According to this assembly lesson on x86, you can atomically add a register to a memory location, so potentially your code may atomically execute '++i' ou 'i++'. But as said in another post, the C ansi does not apply atomicity to '++' opération, so you cannot be sure of what your compiler will generate.


I think that if the expression "i++" is the only in a statement, it's equivalent to "++i", the compiler is smart enough to not keep a temporal value, etc. So if you can use them interchangeably (otherwise you won't be asking which one to use), it doesn't matter whichever you use as they're almost the same (except for aesthetics).

Anyway, even if the increment operator is atomic, that doesn't guarantee that the rest of the computation will be consistent if you don't use the correct locks.

If you want to experiment by yourself, write a program where N threads increment concurrently a shared variable M times each... if the value is less than N*M, then some increment was overwritten. Try it with both preincrement and postincrement and tell us ;-)

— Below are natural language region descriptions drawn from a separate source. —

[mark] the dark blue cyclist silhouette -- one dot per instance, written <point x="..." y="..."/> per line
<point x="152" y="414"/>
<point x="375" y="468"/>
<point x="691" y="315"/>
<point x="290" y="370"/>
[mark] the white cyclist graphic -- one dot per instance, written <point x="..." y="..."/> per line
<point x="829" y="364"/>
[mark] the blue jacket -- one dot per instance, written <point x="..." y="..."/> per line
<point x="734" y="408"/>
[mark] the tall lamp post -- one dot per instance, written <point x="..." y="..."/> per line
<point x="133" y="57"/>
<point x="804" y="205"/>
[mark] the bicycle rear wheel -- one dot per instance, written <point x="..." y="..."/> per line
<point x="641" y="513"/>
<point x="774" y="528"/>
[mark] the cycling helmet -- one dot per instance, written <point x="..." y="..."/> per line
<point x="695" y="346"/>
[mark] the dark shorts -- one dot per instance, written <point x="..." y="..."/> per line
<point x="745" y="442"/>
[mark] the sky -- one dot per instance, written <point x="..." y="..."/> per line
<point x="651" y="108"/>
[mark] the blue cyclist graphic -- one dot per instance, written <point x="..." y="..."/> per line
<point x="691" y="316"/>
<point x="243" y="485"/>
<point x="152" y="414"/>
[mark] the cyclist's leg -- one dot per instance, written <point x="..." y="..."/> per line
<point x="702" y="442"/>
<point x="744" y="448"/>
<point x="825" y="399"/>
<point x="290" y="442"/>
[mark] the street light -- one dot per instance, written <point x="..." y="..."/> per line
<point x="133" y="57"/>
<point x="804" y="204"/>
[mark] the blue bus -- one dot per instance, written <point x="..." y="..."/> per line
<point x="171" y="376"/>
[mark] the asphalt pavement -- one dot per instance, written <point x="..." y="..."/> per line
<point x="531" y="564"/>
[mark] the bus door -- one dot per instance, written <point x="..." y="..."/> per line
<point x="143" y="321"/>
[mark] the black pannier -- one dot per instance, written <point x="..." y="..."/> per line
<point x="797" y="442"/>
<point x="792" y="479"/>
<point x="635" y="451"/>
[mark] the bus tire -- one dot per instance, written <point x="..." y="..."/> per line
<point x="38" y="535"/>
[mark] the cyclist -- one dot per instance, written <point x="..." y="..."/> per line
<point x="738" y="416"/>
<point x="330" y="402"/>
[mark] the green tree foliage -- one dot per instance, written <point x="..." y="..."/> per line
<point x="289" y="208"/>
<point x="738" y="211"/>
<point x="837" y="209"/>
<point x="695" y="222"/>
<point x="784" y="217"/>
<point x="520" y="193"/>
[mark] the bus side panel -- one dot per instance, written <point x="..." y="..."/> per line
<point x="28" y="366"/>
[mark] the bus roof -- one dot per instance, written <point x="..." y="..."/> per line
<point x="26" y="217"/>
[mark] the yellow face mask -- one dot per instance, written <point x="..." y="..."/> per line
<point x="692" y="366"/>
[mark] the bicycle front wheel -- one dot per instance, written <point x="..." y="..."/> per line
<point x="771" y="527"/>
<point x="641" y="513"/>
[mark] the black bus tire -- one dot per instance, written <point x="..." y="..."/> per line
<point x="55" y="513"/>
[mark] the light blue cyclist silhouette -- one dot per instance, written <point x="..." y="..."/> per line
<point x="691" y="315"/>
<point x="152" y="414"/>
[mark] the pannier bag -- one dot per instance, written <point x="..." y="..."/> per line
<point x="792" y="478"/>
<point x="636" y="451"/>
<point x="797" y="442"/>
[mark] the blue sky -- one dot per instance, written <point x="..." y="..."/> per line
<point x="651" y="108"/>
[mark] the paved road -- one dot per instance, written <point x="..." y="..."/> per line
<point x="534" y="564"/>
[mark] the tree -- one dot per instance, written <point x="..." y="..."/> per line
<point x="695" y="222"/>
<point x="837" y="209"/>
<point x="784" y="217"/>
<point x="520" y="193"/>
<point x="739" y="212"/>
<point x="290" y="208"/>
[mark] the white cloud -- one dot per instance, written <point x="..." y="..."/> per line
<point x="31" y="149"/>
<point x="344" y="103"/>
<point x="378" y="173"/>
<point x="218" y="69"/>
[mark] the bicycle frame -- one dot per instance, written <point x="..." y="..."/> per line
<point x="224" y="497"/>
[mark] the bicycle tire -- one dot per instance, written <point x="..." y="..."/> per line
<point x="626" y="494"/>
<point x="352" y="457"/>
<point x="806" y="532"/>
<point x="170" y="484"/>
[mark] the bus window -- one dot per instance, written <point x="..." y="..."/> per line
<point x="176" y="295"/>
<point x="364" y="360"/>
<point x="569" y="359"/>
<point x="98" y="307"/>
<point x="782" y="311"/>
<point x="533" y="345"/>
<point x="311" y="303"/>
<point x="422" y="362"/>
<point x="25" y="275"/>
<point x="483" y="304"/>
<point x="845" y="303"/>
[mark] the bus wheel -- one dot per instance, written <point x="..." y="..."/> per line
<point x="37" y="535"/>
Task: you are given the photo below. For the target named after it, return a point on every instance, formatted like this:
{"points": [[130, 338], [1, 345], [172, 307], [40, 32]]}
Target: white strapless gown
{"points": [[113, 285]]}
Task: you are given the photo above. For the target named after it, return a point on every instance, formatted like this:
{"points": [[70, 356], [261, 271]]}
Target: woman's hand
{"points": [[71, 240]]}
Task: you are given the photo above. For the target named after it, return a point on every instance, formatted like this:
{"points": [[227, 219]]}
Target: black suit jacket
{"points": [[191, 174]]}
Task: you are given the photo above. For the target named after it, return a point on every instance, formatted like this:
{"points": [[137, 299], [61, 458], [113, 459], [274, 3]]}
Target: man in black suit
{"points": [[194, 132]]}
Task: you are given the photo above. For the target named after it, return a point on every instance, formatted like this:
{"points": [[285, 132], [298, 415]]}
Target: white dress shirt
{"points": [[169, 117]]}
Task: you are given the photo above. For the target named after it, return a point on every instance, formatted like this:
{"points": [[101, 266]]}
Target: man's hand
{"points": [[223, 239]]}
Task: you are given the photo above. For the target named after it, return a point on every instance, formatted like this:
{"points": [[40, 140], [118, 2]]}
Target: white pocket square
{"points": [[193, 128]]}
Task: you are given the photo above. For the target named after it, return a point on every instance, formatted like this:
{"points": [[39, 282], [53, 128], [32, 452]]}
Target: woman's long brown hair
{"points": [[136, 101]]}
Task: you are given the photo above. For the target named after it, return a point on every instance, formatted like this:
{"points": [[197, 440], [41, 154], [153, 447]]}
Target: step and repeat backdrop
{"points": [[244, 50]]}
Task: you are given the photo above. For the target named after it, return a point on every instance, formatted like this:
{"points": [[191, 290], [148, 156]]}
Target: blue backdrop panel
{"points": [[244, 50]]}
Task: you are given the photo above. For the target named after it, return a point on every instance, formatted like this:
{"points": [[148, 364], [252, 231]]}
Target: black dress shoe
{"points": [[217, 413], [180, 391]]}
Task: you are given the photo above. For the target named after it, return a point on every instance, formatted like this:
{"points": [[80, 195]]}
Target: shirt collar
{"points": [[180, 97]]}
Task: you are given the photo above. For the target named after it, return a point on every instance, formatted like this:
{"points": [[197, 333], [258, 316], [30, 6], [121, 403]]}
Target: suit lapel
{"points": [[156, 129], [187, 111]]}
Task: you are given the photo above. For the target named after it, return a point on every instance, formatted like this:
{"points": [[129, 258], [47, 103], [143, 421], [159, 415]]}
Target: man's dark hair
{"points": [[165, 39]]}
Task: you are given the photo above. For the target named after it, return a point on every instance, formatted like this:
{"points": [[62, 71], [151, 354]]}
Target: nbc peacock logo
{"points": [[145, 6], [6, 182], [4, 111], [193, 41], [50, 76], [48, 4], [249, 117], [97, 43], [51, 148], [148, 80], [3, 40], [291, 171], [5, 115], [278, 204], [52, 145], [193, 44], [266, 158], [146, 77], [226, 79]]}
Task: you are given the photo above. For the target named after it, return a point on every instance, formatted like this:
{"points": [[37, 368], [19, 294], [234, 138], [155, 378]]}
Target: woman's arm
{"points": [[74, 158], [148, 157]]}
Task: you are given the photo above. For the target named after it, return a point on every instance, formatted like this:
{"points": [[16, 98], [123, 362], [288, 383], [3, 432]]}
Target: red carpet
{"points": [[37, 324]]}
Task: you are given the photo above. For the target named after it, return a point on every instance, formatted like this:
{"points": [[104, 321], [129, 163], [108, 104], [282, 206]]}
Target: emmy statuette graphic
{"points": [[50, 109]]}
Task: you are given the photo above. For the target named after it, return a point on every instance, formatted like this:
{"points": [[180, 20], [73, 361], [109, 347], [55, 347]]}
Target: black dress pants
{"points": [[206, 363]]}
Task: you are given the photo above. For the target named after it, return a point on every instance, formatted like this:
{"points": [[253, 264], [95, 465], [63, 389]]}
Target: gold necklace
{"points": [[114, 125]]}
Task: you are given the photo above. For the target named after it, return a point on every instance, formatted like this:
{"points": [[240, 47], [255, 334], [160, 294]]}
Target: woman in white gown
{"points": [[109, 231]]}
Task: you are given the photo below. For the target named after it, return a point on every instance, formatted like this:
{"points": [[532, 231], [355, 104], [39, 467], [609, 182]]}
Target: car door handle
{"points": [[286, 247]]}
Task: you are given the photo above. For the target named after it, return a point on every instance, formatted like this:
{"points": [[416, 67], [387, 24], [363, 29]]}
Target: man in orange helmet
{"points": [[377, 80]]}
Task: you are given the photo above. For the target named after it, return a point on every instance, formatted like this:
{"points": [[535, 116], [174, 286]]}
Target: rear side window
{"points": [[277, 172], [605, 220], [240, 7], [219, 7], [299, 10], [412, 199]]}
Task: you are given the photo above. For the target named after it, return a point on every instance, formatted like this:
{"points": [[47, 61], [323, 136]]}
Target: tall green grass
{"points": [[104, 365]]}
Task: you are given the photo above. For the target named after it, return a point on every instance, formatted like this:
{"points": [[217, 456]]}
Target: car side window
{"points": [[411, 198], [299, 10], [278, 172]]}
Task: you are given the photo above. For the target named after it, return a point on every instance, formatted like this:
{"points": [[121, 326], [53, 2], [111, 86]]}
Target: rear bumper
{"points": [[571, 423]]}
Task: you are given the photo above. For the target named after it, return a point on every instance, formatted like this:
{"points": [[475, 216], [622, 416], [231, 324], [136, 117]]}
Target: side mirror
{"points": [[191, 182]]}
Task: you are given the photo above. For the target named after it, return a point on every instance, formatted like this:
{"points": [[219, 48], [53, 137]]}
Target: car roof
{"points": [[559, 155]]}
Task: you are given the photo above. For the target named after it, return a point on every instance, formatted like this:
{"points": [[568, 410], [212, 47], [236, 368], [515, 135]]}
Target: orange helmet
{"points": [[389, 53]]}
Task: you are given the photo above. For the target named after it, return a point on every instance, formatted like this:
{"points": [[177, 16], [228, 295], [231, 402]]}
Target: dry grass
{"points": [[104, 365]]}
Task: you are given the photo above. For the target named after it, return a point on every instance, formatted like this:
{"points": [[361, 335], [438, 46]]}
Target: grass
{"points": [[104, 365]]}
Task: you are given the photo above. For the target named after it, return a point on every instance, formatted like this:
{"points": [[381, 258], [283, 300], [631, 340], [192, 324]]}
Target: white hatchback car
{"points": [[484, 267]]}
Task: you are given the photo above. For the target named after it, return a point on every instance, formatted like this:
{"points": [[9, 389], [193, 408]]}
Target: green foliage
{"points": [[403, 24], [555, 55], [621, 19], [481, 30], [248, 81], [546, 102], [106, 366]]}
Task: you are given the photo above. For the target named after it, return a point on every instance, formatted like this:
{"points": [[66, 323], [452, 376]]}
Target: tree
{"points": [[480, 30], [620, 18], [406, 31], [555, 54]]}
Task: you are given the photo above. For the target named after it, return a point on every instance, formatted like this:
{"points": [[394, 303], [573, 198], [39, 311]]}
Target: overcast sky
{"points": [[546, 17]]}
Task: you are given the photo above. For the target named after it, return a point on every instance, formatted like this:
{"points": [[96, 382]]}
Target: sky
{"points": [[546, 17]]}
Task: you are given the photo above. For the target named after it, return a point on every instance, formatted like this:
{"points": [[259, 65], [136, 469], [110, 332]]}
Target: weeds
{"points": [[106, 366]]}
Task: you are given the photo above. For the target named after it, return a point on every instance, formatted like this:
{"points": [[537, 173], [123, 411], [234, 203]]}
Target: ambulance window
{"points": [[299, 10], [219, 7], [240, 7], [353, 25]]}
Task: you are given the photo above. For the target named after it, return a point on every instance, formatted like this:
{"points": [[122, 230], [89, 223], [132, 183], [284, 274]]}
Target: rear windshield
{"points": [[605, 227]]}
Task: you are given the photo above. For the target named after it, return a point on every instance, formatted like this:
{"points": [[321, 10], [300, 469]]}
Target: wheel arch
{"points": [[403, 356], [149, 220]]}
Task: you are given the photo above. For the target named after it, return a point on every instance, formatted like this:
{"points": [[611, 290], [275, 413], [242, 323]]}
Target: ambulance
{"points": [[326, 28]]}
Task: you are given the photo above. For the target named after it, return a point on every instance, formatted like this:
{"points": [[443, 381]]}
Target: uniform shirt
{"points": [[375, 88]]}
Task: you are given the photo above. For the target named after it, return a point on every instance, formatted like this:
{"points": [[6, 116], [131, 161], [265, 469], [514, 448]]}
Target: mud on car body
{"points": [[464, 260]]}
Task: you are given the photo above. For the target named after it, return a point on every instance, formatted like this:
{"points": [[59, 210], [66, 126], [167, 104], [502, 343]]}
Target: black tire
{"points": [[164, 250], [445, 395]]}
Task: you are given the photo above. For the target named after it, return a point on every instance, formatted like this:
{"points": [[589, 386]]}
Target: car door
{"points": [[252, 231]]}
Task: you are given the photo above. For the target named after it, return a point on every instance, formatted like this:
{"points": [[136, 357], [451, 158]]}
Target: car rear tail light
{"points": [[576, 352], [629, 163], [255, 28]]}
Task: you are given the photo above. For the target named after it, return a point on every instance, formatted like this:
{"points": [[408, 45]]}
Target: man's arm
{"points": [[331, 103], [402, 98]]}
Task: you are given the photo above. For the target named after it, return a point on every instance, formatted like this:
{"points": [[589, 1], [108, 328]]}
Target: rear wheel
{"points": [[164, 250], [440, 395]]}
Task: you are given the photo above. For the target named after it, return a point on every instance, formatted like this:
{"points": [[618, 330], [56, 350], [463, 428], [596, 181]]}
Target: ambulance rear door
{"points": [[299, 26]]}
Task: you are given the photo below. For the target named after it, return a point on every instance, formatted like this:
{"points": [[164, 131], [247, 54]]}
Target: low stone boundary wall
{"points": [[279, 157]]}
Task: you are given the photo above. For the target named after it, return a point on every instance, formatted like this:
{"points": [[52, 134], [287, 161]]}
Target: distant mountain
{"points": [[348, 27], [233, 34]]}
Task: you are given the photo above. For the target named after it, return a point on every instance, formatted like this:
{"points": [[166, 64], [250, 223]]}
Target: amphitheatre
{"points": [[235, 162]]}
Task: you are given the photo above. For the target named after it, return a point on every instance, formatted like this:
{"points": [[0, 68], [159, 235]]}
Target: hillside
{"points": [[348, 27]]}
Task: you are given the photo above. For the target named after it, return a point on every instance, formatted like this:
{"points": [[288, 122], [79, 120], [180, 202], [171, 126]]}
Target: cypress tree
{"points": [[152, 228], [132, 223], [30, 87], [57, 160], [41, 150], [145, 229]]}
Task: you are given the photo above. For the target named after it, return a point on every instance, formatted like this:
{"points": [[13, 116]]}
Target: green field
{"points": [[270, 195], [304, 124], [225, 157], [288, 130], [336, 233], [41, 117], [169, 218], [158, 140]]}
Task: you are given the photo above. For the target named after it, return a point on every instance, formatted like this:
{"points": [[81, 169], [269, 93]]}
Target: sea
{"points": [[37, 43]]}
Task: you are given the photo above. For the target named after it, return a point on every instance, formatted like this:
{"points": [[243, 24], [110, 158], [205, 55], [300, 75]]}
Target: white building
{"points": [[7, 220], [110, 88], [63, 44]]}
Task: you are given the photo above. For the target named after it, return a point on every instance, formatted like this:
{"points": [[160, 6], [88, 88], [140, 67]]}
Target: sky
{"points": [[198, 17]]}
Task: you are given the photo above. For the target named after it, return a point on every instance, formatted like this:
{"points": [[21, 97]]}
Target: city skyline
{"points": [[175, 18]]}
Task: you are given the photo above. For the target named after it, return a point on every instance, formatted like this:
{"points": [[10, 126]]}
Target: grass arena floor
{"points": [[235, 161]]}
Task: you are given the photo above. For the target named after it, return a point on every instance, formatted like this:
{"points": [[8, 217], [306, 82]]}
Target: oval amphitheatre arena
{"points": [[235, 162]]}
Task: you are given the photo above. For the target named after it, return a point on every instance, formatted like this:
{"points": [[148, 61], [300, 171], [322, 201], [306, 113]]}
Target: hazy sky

For a counter, I recommend a using the compare and swap idiom which is both non locking and thread-safe.

Here it is in Java:

public class IntCompareAndSwap {
    private int value = 0;

    public synchronized int get(){return value;}

    public synchronized int compareAndSwap(int p_expectedValue, int p_newValue){
        int oldValue = value;

        if (oldValue == p_expectedValue)
            value = p_newValue;

        return oldValue;
    }
}

public class IntCASCounter {

    public IntCASCounter(){
        m_value = new IntCompareAndSwap();
    }

    private IntCompareAndSwap m_value;

    public int getValue(){return m_value.get();}

    public void increment(){
        int temp;
        do {
            temp = m_value.get();
        } while (temp != m_value.compareAndSwap(temp, temp + 1));

    }

    public void decrement(){
        int temp;
        do {
            temp = m_value.get();
        } while (temp > 0 && temp != m_value.compareAndSwap(temp, temp - 1));

    }
}

Throw i into thread local storage; it isn't atomic, but it then doesn't matter.


You say "it's only one instruction, it'd be uninterruptible by a context switch." - that's all well and good for a single CPU, but what about a dual core CPU? Then you can really have two threads accessing the same variable at the same time without any context switches.

Without knowing the language, the answer is to test the heck out of it.